Je n'y comprends pas grand chose, mais de ce que je vois depuis tout à l'heure,

j'ai l'impression que les lignes où "MARK" est indiqué, et où on voit "is not set", devraient

plutôt être avec "=y". Je suppose que mon noyau est mal configuré.

Je vais quand même attendre les avis d'experts   :Wink: 

Au fait, ce problème au départ, est-il très important ? Je veux dire par là, est-ce que ça a une

influence sur la qualité (l'efficacité) du firewall ?

----------

## netfab

D'après ta config kernel :

 *Quote:*   

> 
> 
> # CONFIG_IP_NF_TARGET_REJECT is not set 
> 
> 

 

D'après le script généré par firestarter :

 *Quote:*   

> 
> 
> $MPB ipt_REJECT 2> /dev/null
> 
> [...]
> ...

 

==> error : unknown target REJECT

----------

## lefoid

Merci, problème résolu après avoir coché la bonne case dans noyau   :Smile: 

Décidément, je suis venu à la Gentoo un peu par hasard, par curiosité ...
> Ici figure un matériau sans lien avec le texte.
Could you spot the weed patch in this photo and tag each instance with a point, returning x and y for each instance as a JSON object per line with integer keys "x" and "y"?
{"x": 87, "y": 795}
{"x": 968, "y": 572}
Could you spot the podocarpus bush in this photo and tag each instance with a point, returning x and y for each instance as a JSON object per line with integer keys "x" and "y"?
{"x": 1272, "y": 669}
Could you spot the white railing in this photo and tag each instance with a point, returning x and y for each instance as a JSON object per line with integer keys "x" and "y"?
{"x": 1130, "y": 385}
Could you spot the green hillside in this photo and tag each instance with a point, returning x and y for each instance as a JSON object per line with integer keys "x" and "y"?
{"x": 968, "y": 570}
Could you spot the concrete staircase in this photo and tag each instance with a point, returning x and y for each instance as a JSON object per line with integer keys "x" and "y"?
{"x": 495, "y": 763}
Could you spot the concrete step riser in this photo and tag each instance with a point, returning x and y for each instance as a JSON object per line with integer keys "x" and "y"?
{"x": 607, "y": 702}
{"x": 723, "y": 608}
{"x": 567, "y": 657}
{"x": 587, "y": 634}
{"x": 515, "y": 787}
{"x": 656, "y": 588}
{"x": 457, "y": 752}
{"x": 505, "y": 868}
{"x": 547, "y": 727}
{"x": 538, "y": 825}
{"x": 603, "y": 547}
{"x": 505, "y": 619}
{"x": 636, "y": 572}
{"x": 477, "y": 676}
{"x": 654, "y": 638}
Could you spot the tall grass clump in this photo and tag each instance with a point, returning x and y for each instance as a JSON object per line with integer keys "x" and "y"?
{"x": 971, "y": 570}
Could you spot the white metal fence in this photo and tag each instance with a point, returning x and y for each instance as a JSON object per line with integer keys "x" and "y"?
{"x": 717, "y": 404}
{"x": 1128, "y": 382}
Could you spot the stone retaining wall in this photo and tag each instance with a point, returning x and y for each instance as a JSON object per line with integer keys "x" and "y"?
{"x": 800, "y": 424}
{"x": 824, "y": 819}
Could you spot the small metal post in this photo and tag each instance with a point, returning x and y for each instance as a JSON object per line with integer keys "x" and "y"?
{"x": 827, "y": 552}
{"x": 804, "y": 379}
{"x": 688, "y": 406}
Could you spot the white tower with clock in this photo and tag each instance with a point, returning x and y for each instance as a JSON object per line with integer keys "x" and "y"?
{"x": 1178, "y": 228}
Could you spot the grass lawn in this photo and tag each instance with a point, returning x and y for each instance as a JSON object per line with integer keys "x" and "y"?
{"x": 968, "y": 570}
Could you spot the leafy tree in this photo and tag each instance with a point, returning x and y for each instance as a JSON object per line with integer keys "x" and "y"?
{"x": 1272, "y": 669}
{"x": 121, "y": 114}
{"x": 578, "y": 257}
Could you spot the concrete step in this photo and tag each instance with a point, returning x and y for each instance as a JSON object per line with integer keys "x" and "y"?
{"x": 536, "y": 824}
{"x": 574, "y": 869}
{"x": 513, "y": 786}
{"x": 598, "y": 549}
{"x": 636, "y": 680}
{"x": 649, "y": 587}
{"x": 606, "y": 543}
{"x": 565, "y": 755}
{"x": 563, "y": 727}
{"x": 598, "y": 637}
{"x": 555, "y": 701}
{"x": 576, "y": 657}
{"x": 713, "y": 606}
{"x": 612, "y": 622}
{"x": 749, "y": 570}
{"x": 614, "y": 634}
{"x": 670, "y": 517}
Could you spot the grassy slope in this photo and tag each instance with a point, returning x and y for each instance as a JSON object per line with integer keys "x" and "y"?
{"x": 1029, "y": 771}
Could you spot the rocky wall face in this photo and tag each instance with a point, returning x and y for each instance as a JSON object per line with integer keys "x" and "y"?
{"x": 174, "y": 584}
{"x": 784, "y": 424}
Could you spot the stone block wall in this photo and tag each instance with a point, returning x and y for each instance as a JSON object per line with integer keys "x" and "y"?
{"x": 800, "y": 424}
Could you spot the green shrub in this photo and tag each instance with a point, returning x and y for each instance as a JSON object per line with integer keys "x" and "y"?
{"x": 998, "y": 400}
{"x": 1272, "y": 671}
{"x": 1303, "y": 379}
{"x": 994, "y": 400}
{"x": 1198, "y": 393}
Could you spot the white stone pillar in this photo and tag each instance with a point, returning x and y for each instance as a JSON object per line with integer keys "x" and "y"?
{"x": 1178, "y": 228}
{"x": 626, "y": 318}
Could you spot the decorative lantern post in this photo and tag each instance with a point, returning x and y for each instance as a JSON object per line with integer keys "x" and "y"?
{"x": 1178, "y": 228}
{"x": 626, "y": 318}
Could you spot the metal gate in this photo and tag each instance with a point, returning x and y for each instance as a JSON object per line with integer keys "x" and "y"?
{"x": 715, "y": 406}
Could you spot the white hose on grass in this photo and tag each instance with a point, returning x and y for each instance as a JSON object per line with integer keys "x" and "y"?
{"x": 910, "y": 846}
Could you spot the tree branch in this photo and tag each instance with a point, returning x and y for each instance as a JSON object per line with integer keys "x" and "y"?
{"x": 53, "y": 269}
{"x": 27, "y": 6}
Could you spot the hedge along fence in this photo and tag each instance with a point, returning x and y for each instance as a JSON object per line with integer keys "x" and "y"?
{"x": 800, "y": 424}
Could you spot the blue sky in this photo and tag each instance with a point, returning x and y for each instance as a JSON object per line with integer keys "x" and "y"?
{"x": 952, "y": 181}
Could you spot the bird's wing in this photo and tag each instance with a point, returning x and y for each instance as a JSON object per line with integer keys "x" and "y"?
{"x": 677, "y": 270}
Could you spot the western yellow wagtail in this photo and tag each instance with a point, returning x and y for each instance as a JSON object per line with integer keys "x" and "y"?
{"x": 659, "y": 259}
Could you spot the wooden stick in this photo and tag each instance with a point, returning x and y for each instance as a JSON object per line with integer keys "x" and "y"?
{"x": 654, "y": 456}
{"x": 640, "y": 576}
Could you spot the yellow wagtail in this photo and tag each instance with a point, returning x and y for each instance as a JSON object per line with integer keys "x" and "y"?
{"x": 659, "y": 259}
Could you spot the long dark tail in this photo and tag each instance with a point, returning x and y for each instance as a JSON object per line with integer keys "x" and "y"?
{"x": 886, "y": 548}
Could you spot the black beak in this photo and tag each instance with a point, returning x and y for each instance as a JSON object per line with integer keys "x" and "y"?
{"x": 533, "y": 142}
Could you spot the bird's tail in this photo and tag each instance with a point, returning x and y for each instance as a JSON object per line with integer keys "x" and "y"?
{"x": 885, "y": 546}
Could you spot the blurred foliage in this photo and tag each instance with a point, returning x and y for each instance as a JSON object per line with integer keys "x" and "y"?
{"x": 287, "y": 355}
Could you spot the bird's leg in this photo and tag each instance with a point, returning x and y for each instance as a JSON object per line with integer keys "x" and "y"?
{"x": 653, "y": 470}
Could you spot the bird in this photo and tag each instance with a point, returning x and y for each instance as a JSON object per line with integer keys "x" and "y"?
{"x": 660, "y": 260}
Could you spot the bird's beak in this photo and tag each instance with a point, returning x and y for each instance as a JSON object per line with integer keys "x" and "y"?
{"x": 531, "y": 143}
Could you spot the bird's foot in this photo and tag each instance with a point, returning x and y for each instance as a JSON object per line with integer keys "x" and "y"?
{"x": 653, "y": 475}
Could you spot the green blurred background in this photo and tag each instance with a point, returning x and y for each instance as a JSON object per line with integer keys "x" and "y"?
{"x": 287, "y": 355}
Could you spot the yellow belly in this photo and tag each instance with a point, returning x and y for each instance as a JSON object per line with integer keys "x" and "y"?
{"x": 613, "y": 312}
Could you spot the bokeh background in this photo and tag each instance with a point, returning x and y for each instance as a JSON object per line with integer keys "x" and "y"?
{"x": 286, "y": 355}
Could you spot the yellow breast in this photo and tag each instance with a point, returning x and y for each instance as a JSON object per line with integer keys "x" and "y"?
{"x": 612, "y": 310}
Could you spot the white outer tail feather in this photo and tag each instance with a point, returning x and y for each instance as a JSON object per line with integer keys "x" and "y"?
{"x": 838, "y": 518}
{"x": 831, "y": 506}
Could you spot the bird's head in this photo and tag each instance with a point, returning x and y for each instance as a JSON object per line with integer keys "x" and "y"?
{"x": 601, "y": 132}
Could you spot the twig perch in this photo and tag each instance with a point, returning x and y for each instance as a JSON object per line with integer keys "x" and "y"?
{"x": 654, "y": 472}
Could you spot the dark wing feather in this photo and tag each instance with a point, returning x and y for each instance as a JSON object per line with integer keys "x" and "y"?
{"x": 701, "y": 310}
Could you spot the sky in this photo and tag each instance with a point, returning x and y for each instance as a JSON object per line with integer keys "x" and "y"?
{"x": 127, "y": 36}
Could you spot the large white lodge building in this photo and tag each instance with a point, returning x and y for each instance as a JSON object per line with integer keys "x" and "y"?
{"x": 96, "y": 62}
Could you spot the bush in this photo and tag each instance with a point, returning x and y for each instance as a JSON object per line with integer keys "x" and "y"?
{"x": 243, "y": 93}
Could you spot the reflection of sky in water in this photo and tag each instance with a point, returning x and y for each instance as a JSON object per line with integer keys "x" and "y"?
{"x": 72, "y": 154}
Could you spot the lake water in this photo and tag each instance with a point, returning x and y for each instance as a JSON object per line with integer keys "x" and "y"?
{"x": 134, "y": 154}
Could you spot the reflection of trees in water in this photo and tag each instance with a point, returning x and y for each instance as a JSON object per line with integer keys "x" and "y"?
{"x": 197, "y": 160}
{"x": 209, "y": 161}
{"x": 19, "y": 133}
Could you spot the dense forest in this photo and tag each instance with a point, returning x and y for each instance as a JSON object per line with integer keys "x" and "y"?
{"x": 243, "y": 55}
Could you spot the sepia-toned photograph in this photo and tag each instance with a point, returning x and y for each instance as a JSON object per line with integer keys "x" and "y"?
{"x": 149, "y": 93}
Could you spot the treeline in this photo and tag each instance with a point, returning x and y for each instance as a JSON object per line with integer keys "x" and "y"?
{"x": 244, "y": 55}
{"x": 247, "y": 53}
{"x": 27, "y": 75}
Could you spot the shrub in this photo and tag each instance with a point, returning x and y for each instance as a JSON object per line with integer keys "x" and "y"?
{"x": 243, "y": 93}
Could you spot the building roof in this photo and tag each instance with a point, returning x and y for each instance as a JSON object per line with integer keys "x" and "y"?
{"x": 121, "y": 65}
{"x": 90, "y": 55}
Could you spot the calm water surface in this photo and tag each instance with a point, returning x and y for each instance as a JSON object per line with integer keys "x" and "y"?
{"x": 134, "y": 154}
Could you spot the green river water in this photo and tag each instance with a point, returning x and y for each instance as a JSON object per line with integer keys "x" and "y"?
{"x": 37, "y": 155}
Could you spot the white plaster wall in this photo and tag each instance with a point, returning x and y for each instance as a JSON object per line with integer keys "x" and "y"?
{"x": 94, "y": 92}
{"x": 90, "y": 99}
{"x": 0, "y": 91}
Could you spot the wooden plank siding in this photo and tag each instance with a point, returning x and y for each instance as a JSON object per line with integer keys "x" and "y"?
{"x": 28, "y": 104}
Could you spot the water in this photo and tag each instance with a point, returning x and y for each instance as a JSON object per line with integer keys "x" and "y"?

Ce forum est un vrai support : merci à tous   :Wink: 

Allez, je me plonge dans le bootlog pour voir ce qui peut être améliorer

et je reviens   :Laughing: 

Merci encore !

----------

## Trapamoosch

Une bonne méthode pour avoir un noyau "pile-poil" sur les iptables, c'est de compiler toutes les options iptables en modules dans le noyau, de voir quels modules sont chargés (avec lsmod) et de ne laisser que ceux-là.

Un peu fastidieux, ceci dit, mais ça marche.

----------